Les uns après les autres, les récents sondages affichent une érosion de ce qu'on a appelé «l'effet Bouchard». Mais on ne voit pas poindre un quelconque effet Johnson qui prendrait la relève et imposerait l'équipe libérale comme l'inévitable et aveuglante solution de rechange. Au contraire, on a l'impression, même après trois ans de gouverne péquiste, que le leadership de M. Johnson passe mal la rampe populaire et que les libéraux, dans le sillage du mal-aimé successeur de Robert Bourassa, expient encore pour leurs vieux péchés.
Les quatre élections partielles récentes semblent indiquer, au contraire, que les libéraux sont sur la voie victorieuse, ayant remporté trois des quatre sièges en jeu. Mais attention. Ils n'ont fait que conserver des comtés qu'ils détenaient déjà, avec des majorités accrues, certes, mais peu significatives lors de partielles. Ce qui l'est davantage, c'est que le gouvernement, en dépit de l'insatisfaction qu'il suscite, ait retenu son fief de Duplessis.
Il y a pire, pour les libéraux. Même si la cote populaire du premier ministre a chuté sensiblement, celle du PQ parmi les francophones reste fort élevée, ce qui les aurait assurés d'une réélection facile cet automne. Les appuis péquistes sont mieux répartis, tandis que ceux des libéraux restent concentrés dans l'ouest du Québec, ce qui limite leurs éventuels gains électoraux. M. Johnson a beau dire qu'il ne veut pas accentuer les clivages linguistiques, il ne saurait faire fi de la nécessité de gains chez les francophones; pour l'heure, ils continuent de faire preuve de méfiance, de le bouder même. Avec raison.
Alors qu'il dirige les libéraux depuis près de quatre ans, qu'il y met beaucoup d'ardeur et de persévérance, M. Johnson passe toujours mal la rampe, comme s'il était en perpétuel sursis. Un bon nombre de libéraux verraient même à sa place, avec plaisir, le chef conservateur Jean Charest. Si près du rendez-vous électoral, il est trop tard pour changer de chef. Mais gare à lui si M. Johnson perd les générales: comme ceux d'Ottawa, les libéraux québécois se considèrent naturellement destinés au pouvoir et écartent sans ménagement le leader qui les en prive. Claude Ryan l'a éprouvé durement après sa dégelée électorale d'avril 1981. A quoi tient la méfiance envers M. Johnson, presque viscérale, lourde, qui se dresse comme un énorme obstacle sur la route du pouvoir?

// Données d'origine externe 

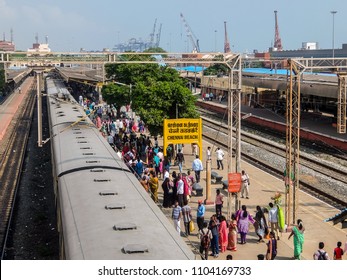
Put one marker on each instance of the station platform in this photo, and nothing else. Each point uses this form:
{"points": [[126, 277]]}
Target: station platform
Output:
{"points": [[9, 108], [263, 186]]}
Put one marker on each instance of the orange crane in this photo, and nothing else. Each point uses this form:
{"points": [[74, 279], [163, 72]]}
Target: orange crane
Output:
{"points": [[190, 35]]}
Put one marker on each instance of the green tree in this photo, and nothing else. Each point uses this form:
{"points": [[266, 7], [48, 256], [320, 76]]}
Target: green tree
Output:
{"points": [[2, 80], [217, 69], [158, 92]]}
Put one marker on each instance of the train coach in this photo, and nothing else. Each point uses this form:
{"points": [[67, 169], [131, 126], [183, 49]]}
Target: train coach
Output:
{"points": [[103, 211]]}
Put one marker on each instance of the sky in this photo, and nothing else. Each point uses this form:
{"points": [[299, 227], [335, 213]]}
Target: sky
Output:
{"points": [[94, 25]]}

A plusieurs raisons, certes. Au fait que le gouvernement n'a pas si mal manoeuvré, après tout, surtout depuis le référendum. Mais aussi, et surtout, au fait que, contrairement à son prédécesseur, plus sensible à l'humeur des Québécois, M. Johnson a peine à se démarquer des grands frères fédéraux. Les Québécois en ont peut-être marre des sempiternelles bagarres avec Ottawa, mais ils veulent encore moins que leur gouvernement se livre, pieds et poings liés, aux diktats d'un autre, quel qu'il soit. C'est malheureusement l'impression que le chef libéral donne, tant dans ses relations avec le gouvernement fédéral qu'avec les autres provinces.

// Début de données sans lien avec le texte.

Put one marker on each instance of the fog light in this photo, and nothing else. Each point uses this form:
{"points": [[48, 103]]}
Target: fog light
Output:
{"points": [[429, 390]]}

Alors que les attentes suscitées par le référendum sont en bonne part restées dans les limbes, M. Johnson amplifie démesurément les quelques efforts symboliques du gouvernement Chrétien. Et tandis que les Québécois ne se préoccupent plus guère des ratiocinations autour de la coquille de la «société distincte», le chef libéral en remet en contribuant à une inépuisable exégèse qui, d'une province à l'autre, et en passant par la Déclaration de Calgary, va se perdre dans le Pacifique. A vrai dire, bien des Québécois ont renoncé à le suivre dans cette entreprise de sauvetage ou de récupération.
Comme disait le sénateur Jean-Claude Rivest - ex-bras droit de Robert Bourassa -, il faudrait mettre un peu de chair autour de ce squelette exsangue.

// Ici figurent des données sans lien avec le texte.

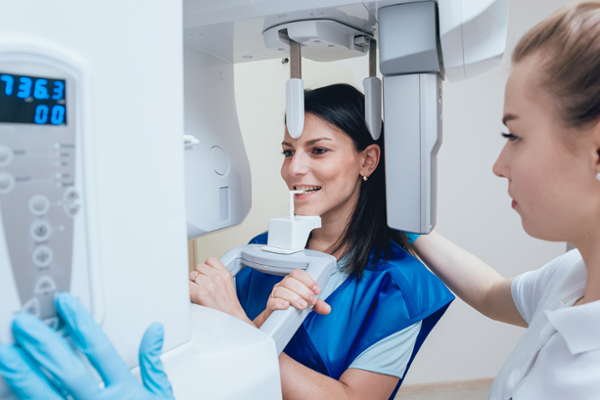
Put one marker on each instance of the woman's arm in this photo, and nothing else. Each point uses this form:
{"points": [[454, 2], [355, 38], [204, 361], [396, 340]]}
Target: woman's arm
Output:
{"points": [[211, 285], [300, 383], [478, 284]]}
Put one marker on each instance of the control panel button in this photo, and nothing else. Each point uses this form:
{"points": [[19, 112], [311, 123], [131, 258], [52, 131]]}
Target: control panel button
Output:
{"points": [[71, 195], [7, 182], [43, 256], [6, 155], [40, 231], [71, 209], [39, 204], [32, 307], [45, 285]]}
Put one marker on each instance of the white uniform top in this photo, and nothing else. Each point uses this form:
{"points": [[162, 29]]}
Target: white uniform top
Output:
{"points": [[559, 355]]}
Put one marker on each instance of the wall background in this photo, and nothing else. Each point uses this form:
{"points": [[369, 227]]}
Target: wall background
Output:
{"points": [[473, 205]]}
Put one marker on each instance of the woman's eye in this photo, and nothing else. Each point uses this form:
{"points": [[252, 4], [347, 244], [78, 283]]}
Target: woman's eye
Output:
{"points": [[510, 137]]}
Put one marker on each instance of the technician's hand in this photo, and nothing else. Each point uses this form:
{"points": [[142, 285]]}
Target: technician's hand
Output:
{"points": [[299, 290], [39, 349], [412, 237], [212, 285]]}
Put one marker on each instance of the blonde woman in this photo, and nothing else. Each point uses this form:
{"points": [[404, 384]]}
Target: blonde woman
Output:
{"points": [[552, 162]]}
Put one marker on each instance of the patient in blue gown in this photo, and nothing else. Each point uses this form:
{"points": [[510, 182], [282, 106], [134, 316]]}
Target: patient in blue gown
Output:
{"points": [[379, 307]]}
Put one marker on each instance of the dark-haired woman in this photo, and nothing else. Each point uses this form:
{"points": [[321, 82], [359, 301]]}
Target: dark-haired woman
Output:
{"points": [[384, 302]]}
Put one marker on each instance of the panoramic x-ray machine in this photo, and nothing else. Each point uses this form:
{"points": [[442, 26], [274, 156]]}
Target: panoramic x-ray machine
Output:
{"points": [[97, 188]]}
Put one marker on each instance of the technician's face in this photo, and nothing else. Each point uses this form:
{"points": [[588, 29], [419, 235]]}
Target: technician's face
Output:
{"points": [[323, 162], [553, 186]]}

Qu'est-ce qui cloche encore chez M. Johnson? Ses critiques et celles de ses députés sur les coupes, compressions et autres virages abrupts depuis trois ans, sont souvent fondées. La sincérité du chef n'est pas mise en doute. Mais on ne saurait oublier non plus que l'ancien président du Conseil du trésor a eu sa large part dans l'opération de charcuterie des services publics. Et que, par ailleurs, si des ajustements essentiels avaient été entrepris en temps utile - il y a dix ans, par exemple, en matière de santé -, ils n'auraient pas les effets excessifs, que les Québécois subissent.
A cet égard, les Québécois font la part des choses et prennent avec un grain de sel les dénonciations virulentes des libéraux. Peut-être ont-ils raison de vitupérer contre les «déficits cachés» par le gouvernement, les pelletant vers les hôpitaux et les municipalités, dans sa quête d'un budget équilibré au tournant du siècle. Cependant, la main sur le coeur, ils ne réussissent pas à faire oublier qu'ils n'ont fait guère mieux en neuf ans, ni à convaincre que leur «plan de match» serait moins indigeste.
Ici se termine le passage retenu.